As Vince Smith once put it [1] data are the fuel of Science:
“The fabric of science is changing, driven by a revolution in digital technologies that facilitate the acquisition and communication of massive amounts of data. This is changing the nature of collaboration and expanding opportunities to participate in science. If digital technologies are the engine of this revolution, digital data are its fuel. But for many scientific disciplines, this fuel is in short supply.”
Despite the importance of data, some scientists are often really bad at sharing it properly. So why don’t scientists share data?
Nature has a special issue dedicated to this topic published today at nature.com/news/specials/datasharing [2,3,4,5] which isn’t behind a pay wall (at the moment). It describes some of the technical and cultural barriers to data sharing. You should go and read it yourself if you’re interested, but here is a very brief and incomplete summary, with some extra points thrown in for good measure:
- Some funding bodies do not adequately support the research projects they sponsor in sharing data properly, both before and after publication.
- Many scientists lack awareness, incentives and knowledge of data sharing which can be compounded by a fear of being “scooped”.
- Public databases, often a more natural home for data than traditional publications, are frequently undervalued by a publish or perish culture [6].

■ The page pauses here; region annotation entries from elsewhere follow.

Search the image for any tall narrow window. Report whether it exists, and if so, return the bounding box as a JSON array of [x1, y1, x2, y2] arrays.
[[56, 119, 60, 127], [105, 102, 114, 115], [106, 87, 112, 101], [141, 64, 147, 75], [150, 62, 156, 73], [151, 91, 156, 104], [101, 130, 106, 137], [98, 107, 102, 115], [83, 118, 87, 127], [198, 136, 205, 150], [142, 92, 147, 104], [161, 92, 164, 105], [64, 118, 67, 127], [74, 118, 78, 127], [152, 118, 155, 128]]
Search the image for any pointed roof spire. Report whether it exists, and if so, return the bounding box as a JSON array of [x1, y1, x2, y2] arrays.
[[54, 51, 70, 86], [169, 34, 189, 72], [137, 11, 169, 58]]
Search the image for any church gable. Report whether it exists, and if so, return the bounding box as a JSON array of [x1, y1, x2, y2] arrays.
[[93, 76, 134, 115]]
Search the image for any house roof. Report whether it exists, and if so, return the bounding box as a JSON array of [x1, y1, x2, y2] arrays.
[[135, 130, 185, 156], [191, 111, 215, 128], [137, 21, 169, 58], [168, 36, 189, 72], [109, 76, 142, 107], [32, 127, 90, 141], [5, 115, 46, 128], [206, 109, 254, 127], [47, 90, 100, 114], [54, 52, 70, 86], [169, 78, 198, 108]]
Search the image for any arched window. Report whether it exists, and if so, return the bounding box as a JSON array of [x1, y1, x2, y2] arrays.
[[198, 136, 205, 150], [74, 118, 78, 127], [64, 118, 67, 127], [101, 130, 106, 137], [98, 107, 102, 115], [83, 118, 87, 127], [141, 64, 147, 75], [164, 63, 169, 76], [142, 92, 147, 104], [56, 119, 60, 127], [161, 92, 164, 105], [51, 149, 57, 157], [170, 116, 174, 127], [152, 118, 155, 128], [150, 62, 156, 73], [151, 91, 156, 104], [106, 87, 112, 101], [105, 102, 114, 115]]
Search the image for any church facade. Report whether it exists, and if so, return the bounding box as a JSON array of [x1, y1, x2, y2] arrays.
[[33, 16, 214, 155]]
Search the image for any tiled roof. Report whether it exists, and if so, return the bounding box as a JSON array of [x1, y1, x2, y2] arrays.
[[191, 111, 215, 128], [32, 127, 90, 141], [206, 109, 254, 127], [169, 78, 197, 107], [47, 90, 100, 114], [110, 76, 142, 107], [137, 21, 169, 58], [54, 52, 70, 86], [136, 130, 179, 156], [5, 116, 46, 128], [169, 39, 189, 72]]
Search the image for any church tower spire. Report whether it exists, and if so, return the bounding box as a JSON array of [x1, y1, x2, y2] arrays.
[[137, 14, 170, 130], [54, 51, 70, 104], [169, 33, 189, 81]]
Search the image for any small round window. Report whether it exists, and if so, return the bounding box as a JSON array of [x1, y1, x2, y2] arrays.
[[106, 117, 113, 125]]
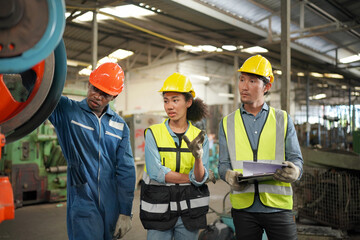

- Traditional scientific publishing is frequently (and ironically) a really inadequate method for sharing data. Important data and metadata routinely gets damaged or destroyed in the process of publishing [7].
- The technical infrastructure for long term data sharing either does not exist or is not understood by those who should be providing and using it. This can lead to empty archive syndrome.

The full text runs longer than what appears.